Wenn es dem Sohn – was Gott verhüten wolle – einmal einfallen sollte, dem Vater die Liebe zu kündigen, den Onkel wird der Neffe immer respektiren müssen.“

Ach, er hatte leicht dazu zu lächeln! Er Wußte, daß ich ihm die Liebe niemals kündigen würde!

Wir waren übereingekommen, daß unser verwandtschaftliches Verhältniß der übrigen Familie gegenüber Geheimniß bleiben solle. Hatte sich meine Mutter von mir losgesagt, so, meinte auch er, würde es mir nicht anstehen, eine Verwandtschaft geltend zu machen, zu der ich mich nicht bekennen konnte, ohne die Mutter bloßzustellen. Hier wäre nur der eine Ausweg gewesen – eben der, welchen Adele im Auge hatte – daß meine Mutter sich zu mir bekannte.

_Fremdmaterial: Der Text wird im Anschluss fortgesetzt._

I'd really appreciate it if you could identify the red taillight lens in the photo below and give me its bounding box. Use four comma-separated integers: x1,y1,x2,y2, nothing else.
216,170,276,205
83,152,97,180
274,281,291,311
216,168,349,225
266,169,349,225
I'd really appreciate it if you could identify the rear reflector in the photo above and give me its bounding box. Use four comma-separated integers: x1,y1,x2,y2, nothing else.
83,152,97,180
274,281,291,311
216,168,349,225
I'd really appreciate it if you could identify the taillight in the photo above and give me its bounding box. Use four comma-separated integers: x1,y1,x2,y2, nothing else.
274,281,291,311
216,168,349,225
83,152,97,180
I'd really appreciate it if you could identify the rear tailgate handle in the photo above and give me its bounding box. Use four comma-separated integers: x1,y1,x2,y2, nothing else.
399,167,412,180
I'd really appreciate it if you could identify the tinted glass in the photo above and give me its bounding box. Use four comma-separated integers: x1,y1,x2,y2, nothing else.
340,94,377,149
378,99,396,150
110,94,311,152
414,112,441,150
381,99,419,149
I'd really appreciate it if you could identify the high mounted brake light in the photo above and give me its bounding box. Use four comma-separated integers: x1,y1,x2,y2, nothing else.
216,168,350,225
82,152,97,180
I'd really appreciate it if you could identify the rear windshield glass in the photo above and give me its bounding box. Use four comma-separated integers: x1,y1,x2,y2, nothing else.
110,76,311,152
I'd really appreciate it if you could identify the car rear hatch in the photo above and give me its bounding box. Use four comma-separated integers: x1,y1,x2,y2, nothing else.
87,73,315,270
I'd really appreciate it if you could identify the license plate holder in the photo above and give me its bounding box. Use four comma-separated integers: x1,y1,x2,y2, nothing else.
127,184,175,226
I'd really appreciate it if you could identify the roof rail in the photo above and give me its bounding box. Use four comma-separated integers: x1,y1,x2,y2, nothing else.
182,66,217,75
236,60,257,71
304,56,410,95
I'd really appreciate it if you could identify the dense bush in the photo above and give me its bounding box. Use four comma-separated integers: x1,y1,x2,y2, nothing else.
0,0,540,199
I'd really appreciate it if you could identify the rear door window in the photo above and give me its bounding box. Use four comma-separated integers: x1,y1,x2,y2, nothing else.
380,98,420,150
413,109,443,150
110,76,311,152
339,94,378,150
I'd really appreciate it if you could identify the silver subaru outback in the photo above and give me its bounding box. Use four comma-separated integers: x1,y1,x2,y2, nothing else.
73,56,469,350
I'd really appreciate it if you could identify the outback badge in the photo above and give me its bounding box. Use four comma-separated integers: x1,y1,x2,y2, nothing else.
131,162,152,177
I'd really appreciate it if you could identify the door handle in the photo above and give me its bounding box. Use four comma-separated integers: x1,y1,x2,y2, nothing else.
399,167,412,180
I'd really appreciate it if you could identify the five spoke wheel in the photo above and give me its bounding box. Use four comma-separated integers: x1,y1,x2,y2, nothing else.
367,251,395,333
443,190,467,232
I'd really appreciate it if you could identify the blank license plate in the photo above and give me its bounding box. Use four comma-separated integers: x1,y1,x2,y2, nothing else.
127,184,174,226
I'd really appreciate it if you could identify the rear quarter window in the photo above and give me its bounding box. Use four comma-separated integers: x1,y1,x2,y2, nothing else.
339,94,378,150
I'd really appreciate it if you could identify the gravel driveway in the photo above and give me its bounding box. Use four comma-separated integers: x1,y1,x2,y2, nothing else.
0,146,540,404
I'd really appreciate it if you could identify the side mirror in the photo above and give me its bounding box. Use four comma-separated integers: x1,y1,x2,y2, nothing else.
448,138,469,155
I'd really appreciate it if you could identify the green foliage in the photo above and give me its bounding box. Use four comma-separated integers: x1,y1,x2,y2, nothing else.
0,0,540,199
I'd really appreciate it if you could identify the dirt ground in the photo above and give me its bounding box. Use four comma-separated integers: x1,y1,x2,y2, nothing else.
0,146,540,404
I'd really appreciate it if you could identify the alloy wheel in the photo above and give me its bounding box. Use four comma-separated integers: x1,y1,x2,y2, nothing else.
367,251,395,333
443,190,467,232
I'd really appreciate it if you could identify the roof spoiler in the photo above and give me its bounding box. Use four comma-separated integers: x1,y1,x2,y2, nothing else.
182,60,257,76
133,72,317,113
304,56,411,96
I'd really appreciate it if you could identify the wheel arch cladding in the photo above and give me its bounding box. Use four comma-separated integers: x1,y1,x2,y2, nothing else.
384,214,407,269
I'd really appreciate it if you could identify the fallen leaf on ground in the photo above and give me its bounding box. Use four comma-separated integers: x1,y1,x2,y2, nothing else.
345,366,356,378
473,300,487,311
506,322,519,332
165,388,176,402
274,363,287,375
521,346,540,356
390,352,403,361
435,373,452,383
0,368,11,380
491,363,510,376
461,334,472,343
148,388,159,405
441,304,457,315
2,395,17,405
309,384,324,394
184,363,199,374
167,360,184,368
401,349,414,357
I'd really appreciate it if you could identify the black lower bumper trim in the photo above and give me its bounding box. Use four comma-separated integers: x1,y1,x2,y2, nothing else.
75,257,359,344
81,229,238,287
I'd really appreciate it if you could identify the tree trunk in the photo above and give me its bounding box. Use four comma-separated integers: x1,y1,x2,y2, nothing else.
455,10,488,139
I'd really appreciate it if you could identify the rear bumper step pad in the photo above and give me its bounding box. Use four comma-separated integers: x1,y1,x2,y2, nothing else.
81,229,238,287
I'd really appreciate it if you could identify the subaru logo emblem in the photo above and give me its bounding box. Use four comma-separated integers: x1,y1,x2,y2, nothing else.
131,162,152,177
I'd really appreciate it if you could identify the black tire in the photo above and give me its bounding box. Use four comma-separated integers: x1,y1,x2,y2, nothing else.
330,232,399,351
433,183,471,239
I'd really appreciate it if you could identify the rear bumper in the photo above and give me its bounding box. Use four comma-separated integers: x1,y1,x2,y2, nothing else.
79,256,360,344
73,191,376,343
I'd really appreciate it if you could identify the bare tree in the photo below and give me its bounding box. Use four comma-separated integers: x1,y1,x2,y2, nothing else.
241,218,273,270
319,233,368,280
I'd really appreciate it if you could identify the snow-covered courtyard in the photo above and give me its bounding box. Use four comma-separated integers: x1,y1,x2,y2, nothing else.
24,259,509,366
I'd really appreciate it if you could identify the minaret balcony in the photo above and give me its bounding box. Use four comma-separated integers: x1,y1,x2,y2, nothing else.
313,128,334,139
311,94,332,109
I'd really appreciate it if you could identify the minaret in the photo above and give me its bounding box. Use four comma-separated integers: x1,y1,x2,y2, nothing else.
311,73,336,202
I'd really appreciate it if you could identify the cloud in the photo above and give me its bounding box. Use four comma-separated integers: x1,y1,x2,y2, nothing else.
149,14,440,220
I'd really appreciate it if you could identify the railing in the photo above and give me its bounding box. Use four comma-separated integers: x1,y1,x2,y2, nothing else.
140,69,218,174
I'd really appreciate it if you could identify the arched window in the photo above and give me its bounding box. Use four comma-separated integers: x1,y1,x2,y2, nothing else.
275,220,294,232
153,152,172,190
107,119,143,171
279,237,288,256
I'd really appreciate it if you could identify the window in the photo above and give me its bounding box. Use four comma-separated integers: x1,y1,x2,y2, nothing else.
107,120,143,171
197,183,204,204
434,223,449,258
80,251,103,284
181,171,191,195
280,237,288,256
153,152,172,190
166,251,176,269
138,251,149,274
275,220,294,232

„Und ich weiß nicht,“ sagte der Oberst, – „ganz abgesehen davon, daß ich es für unmöglich halte, da es ja nicht geschehen könnte, ohne daß in Deiner Mutter eine völlige Umwandlung vor sich ginge – ob wir es auch in Deinem Interesse wünschen dürfen. Wäre es denkbar, daß Dir Deine Mutter ihr Herz zurückbrächte, nun, wie eifersüchtig ich auch auf Deine Liebe bin, ich würde es ja mit Freuden begrüßen, denn die Natur wäre dann wieder zu ihrem heiligen Rechte gekommen und ein unauslöschbares Sehnen Deines Herzens gestillt. Aber ein Schritt weiter – der Schritt in die Oeffentlichkeit – würde sie und Dich in ein unabsehbares Wirrsal stürzen. Dann müßte Alles zur Sprache kommen, wofür die Welt keine andere hat, als eine, die für den Besprochenen peinlich, kränkend und beleidigend ist. Ich weiß, Deine Schwester denkt darüber anders; nur fürchte ich, durch die Publicität, welche ihr Verhältniß zu dem Herzog bereits erlangt hatte, ist ihre sonst so zarte Empfindung gerade in diesem Punkte etwas beeinträchtigt. Ich wünsche, daß Du bleibst, was Du bist: der einfache Lothar Lorenz, des obskuren Handwerkers Adoptivsohn, der über das Gemunkel seiner wahren Abstammung väterlicherseits ruhig sein Haupt erheben kann, da Keiner wagen wird, ihm ins Gesicht zu sagen, wozu er sich selbst weder direkt noch indirekt bekennt. In einer Zeit, wie die unsere, in der sich alle Bande lockern, die sonst die Welt zusammenhielten, Alles nach Umformung und Neugestaltung drängt, hat auch die Blutsverwandtschaft einen guten Theil des Werthes, den sie früher hatte, an die Wahlverwandtschaft abtreten müssen. Das Gewicht meiner ganzen anderen Verwandtschaft schnellt in die Luft, wenn ich in die andere Wagschale meine Liebe zu Dir lege, den ich liebe, nicht weil er, sondern, ich möchte fast sagen: trotzdem er mein Verwandter ist.“

Das war und klang herber, als es wohl sonst aus diesem wohlwollenden Herzen, von diesen milden Lippen kam, und deutete auf eine Tiefe in seiner Seele, in die er selbst mich noch nicht hatte blicken lassen, und auf die Quelle des Kummers, die da sickerte, Tropfen um Tropfen, wie das Blut aus einer tiefen, tödlichen Wunde rinnt.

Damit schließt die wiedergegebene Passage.